Facebook allows high-profile personalities, such as athletes, politicians, and others to evade its typical moderation process, according to the Wall Street Journal.
Reviews of posts made by these individuals are purportedly steered into a separate system by its XCheck programme, where better-trained moderators ensure Facebook’s rules are properly enforced. However, in effect, this allows the “elite” users subsequently to post material that violates Facebook rules, with pending content reviews often never taking place.
The programme reportedly protected 5.8 million people in 2020, according to a document cited by the Journal.
Once placed on the XCheck list, users are sized up to determine whether they meet specific criteria, such as being “newsworthy”, “influential or popular” or “PR risky”, states the report.
“Whitelisted” names on the XCheck programme ostensibly included ex-President Donald Trump, US senator Elizabeth Warren and Facebook founder Mark Zuckerberg.

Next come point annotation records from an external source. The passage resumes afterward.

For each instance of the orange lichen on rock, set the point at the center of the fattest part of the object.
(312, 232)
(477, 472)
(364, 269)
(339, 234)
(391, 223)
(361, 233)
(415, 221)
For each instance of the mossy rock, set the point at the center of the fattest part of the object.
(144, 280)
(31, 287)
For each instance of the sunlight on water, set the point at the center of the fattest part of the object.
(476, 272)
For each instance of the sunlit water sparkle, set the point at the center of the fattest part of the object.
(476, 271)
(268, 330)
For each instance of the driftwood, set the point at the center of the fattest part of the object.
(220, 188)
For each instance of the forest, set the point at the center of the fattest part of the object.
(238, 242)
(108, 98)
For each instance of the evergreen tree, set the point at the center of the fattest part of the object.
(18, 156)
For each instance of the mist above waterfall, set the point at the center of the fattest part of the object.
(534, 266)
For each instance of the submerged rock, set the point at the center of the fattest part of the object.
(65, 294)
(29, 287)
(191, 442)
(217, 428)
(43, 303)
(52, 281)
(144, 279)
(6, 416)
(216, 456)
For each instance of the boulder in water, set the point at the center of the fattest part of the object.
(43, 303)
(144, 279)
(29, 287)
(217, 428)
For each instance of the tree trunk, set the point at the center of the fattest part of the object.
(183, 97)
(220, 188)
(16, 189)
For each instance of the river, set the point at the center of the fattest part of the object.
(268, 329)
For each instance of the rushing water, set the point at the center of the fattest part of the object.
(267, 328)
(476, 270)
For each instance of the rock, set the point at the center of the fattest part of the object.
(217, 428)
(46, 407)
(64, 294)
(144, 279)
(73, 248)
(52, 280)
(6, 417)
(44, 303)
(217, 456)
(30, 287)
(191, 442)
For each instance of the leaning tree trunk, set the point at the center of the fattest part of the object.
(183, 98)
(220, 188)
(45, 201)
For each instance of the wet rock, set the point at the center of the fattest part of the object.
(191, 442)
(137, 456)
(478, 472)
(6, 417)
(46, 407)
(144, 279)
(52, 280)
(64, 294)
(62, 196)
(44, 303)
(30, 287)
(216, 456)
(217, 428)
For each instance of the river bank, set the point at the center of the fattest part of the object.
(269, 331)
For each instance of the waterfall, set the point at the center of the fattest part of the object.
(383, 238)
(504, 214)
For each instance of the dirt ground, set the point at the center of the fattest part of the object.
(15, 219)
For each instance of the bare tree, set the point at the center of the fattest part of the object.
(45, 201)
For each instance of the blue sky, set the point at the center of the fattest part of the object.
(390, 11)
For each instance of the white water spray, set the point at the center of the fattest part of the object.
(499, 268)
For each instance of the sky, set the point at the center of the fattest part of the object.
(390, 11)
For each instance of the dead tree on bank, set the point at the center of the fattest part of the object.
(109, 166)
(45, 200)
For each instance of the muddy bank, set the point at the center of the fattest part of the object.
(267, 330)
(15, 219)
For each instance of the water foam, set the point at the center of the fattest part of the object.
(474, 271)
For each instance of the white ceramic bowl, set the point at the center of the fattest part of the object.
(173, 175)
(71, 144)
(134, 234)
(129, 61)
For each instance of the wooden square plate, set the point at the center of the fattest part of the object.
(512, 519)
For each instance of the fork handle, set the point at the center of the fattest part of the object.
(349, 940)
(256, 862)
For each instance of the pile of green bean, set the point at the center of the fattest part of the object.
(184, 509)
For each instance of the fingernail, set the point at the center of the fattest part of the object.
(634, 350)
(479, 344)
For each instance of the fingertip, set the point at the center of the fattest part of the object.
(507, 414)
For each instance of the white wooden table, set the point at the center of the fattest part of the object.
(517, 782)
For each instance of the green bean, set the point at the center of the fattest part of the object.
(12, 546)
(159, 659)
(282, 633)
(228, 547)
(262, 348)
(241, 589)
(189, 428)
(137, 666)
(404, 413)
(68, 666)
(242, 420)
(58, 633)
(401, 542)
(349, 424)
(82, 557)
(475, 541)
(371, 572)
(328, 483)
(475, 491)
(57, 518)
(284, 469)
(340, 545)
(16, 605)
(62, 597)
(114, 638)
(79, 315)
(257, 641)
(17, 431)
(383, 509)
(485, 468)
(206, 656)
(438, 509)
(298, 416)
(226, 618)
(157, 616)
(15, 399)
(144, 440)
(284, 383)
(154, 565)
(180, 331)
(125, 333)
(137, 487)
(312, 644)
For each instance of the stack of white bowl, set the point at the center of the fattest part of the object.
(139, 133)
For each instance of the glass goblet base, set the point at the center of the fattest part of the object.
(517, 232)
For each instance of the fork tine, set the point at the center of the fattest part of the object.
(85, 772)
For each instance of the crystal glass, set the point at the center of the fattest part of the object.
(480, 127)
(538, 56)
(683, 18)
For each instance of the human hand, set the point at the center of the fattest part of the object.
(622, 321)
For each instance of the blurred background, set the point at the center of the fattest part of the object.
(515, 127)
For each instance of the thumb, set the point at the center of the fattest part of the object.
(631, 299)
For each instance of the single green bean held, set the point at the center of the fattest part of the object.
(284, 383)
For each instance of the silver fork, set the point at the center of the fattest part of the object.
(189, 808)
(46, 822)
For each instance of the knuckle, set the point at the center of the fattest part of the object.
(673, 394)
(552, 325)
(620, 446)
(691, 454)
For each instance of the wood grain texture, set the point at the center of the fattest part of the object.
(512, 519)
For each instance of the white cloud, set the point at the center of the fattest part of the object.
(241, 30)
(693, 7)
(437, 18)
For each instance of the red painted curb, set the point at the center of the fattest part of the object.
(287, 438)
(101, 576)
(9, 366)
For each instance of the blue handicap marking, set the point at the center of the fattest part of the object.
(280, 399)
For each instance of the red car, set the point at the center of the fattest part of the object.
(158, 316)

The outlet cites the example of Brazilian football star Neymar, who responded to a rape accusation in 2019 by posting Facebook and Instagram videos defending himself. The latter included revealing to viewers his WhatsApp correspondence with the accuser, who was shown nude in photos accompanying the post.
Despite this qualifying for immediate deletion in line with the company policy of “nonconsensual intimate imagery”, moderators were blocked for more than a day from removing the video, according to the WSJ.
By the time they were removed, Neymar posts had been viewed 56m times on Facebook and Instagram, with the accuser subjected to bullying and harassment online.
In a process known as “whitelisting”, some accounts of some high-profile users are not subject to enforcement at all, claims the report.
Mark Zuckerberg - Sputnik International, 1920, 14.09.2021
Mark Zuckerberg
An internal review dating to 2019, cited by the outlet, stated that whitelists “pose numerous legal, compliance, and legitimacy risks for the company and harm to our community”.
“We are not actually doing what we say we do publicly,” the confidential review is cited as conceding, branding the company’s actions “a breach of trust”.
Back in February, BuzzFeed reported in February that the company bent the rules regarding content moderation decisions on behalf of some individuals.
Facebook spokesman Andy Stone responded to the report by telling the outlet that the company is working to fix XCheck, as the system is meant to “accurately enforce policies on content that could require more understanding.”